Commenting on the hospital overall, the report said: “Young people told us that staff did not follow the care plans in relation to their level of observations. They told us that if there was an incident the staff stopped doing intermittent observations. Staff in charge of shifts on wards asked new staff members to do observations before they understood how to do it. Staff had to ask the young person how to carry out their observations as they did not always understand what was expected of them in carrying out different levels of observations.”
It added that not all staff understood the needs of the young people and made “unhelpful” comments about their mental health crises.
“Some young people said they felt that the hospital should be shut down. However, they also felt that there were some skilled staff and that there were some enjoyable activities for them to take part in,” the report said.
According to the CQC, in February the hospital said it had nurse vacancy rates as high as 60 per cent and 42 per cent for support workers. However, inspectors said this had improved in March.
The report also found staff working with young people with eating disorders on two of the hospital’s wards did not have enough training, with only 20 per cent attending a four-hour eating disorder training session.
Karen Bennett-Wilson, head of hospital inspection for the CQC, said: “When we inspected Huntercombe Hospital Maidenhead, we found some improvements had been made and staff morale has improved as a result.
“However, we still have a number of serious concerns about the safety and quality of care being provided.”
“Fundamentally, the hospital did not have enough competent, skilled staff who knew the young people and how to care for them. Staff need proper training to ensure they can undertake observations robustly to ensure young people are kept safe… As a result, staff sometimes left young people unobserved and at times had to ask the young person how they should support them and what observations needed to be carried out.
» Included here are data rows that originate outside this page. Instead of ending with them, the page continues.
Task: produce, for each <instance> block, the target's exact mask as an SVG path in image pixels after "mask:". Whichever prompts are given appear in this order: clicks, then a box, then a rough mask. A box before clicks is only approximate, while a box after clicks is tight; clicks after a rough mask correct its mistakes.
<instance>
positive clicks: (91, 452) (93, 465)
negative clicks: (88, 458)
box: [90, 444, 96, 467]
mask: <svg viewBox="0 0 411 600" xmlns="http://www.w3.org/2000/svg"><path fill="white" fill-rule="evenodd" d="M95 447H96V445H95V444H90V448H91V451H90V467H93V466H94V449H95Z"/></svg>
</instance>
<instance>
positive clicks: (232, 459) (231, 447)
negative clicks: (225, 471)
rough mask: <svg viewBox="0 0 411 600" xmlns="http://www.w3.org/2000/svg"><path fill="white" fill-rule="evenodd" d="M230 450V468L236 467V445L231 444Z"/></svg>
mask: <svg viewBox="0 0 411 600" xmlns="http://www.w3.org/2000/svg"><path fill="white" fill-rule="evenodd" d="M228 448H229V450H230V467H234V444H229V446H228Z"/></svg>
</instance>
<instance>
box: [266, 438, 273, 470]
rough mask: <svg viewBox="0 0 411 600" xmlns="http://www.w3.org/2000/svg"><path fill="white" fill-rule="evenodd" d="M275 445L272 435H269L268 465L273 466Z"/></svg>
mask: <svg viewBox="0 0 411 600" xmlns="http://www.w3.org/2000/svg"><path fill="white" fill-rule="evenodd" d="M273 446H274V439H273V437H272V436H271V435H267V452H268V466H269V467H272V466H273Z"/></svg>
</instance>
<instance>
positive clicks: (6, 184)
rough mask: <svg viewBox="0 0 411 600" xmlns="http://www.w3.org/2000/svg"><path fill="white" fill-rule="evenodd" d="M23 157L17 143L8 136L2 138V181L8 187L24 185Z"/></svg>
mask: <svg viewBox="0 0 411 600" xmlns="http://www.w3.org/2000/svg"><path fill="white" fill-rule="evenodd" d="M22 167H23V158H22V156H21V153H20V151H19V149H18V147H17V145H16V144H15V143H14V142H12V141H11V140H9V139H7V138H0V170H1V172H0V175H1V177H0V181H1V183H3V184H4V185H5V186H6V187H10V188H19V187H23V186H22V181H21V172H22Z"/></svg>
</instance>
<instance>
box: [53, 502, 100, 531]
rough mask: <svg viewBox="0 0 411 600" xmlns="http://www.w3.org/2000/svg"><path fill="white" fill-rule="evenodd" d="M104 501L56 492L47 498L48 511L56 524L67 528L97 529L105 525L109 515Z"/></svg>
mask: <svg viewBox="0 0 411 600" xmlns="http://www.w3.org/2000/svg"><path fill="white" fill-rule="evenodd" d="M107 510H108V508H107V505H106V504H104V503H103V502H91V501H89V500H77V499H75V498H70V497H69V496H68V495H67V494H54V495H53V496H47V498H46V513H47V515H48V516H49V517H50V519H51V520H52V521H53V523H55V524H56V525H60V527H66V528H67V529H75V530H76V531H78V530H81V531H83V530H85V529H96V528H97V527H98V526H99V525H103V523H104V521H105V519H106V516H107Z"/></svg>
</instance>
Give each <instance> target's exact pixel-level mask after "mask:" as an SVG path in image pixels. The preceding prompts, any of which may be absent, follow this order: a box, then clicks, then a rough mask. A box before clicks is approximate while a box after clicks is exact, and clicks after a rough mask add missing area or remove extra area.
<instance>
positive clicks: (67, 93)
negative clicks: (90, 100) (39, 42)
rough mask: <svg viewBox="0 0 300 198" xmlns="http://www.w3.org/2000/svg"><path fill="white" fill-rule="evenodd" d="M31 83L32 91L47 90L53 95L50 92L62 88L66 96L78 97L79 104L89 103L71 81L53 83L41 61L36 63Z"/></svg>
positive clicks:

This is completely unacceptable.”
A spokesperson for Active Care Group said: “We are disappointed with the Care Quality Commission’s findings (CQC) following its visit in March 2022, but we look forward to a full inspection in due course.
“The safety and wellbeing of our young patients always has been our top priority and will remain so as we take learnings from this inspection forward and do everything we can to address the recommendations.”
The provider added it was pleased the CQC noted improvements since July 2021, including the increase or staff and remodelling of hospital buildings.